Cross-party consensus around access to justice must be built - commission’s report is the start of that process.
The rule of law is the basis of order and just conduct in our society. Without it, people can have no trust in their institutions or in the free associations they form with one another. But maintenance of the rule of law depends on all people having equal access to the law. If some cannot get justice because it is beyond their means, then the rule of law everywhere suffers.
Our country’s founding document, the Magna Carta, in a statute that still stands in English law, states: ‘We will sell to no man, we will not deny or defer to any man either Justice or Right.’ Yet in our society today most people simply cannot afford access to the justice system when they need it.
In the autumn of 2015, I was asked by the leader of the Labour party, Jeremy Corbyn, and Labour’s then shadow lord chancellor, Charlie Falconer, to undertake a review of the legal aid system. I decided to establish a commission of independent experts to steer a wider review of access to justice, and asked the Fabian Society to work as the commission’s secretariat and help us produce this report.

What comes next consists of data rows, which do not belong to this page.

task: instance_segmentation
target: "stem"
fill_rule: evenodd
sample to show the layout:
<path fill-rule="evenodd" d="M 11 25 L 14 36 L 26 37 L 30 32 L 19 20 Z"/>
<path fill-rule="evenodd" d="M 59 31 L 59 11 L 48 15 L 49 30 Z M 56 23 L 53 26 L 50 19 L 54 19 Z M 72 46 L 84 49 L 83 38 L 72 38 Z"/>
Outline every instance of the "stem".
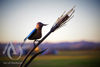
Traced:
<path fill-rule="evenodd" d="M 36 53 L 35 55 L 33 55 L 33 56 L 31 57 L 31 59 L 25 64 L 24 67 L 28 67 L 28 65 L 32 62 L 32 60 L 35 59 L 35 57 L 37 57 L 39 54 L 42 54 L 42 53 L 43 53 L 44 51 L 46 51 L 46 50 L 47 50 L 47 49 L 44 49 L 44 50 L 42 50 L 42 51 Z"/>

The rule of law is the basis of order and just conduct in our society. Without it people can have no trust in their institutions or in the free associations they form with one another. But maintenance of the rule of law depends on all people having equal access to the law. If some cannot get justice because it is beyond their means, then the rule of law everywhere suffers.
Today we launch the interim report of the commission, detailing the work that we have done so far and outlining where we need to go next to improve the system.

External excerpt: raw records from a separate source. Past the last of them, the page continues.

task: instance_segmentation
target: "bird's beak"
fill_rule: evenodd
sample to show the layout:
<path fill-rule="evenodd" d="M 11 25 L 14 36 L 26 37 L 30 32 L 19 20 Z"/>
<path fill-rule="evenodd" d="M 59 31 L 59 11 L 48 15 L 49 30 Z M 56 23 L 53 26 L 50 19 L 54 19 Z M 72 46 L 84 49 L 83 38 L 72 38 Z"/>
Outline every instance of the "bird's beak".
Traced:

The report shows how a great many people who previously relied on legal aid are now being denied access to justice because they cannot afford to pay for it. The Legal Aid, Sentencing and Prosecution of Offenders Act 2012 (LASPO) has compounded problems in the justice system that have been years in the making.
The scope of legal aid – in social welfare law, employment law, immigration law, housing law, family law, debt law and medical negligence – has suffered deep cutbacks. Exceptional case funding, which was meant to be a safety net for those in most need, has failed to deliver. Courts and legal advice centres are closing down, while fees for courts and tribunals continue to rise. The result is that now only 17% of the population believe it is easy for people on low incomes to access justice.

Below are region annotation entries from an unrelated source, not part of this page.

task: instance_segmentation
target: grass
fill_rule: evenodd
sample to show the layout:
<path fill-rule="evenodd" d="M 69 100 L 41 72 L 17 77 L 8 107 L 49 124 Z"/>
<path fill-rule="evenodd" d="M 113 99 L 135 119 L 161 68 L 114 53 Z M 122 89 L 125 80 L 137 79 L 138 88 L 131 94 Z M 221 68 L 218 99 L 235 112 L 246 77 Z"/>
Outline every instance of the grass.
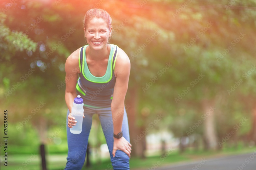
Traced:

When he was lord chancellor, it looked for a moment as though Michael Gove had grasped the scale of the crisis: some of the worst excesses of government policy were reigned in during his brief tenure. I hope that his replacement, Liz Truss, is attuned to the importance of access to justice in a way that her predecessors, Chris Grayling and Kenneth Clarke, were not. The additional funding offered in the autumn statement for 2,500 new prison officers is a start – prisoners have been acutely impacted by the cuts of LASPO with most of their cases no longer eligible for legal aid – but does not get to the heart of the crisis in either the legal profession or the system as a whole.
Our commission understands the economic and political imperative to control public spending, and we do not simply propose to repeal LASPO in its entirety. Instead, we will establish a set of minimum standards for access to justice, and explore policy options in a number of key areas to make those standards work. In particular, we will look at the legal aid system, public legal education, legal advice and integration of services, as well as investigating the role that technological innovation can play.
The justice system is in urgent need of reform, as legal practitioners desert an unsustainable profession and those on the receiving end of the cuts suffer. A cross-party consensus around access to justice must be built to ensure that the justice system is once again affordable for all. Our report is the start of that process.
- The crisis in the justice system in England and Wales is the interim report by the Bach Commission on Access to Justice and is published today by the Fabian Society.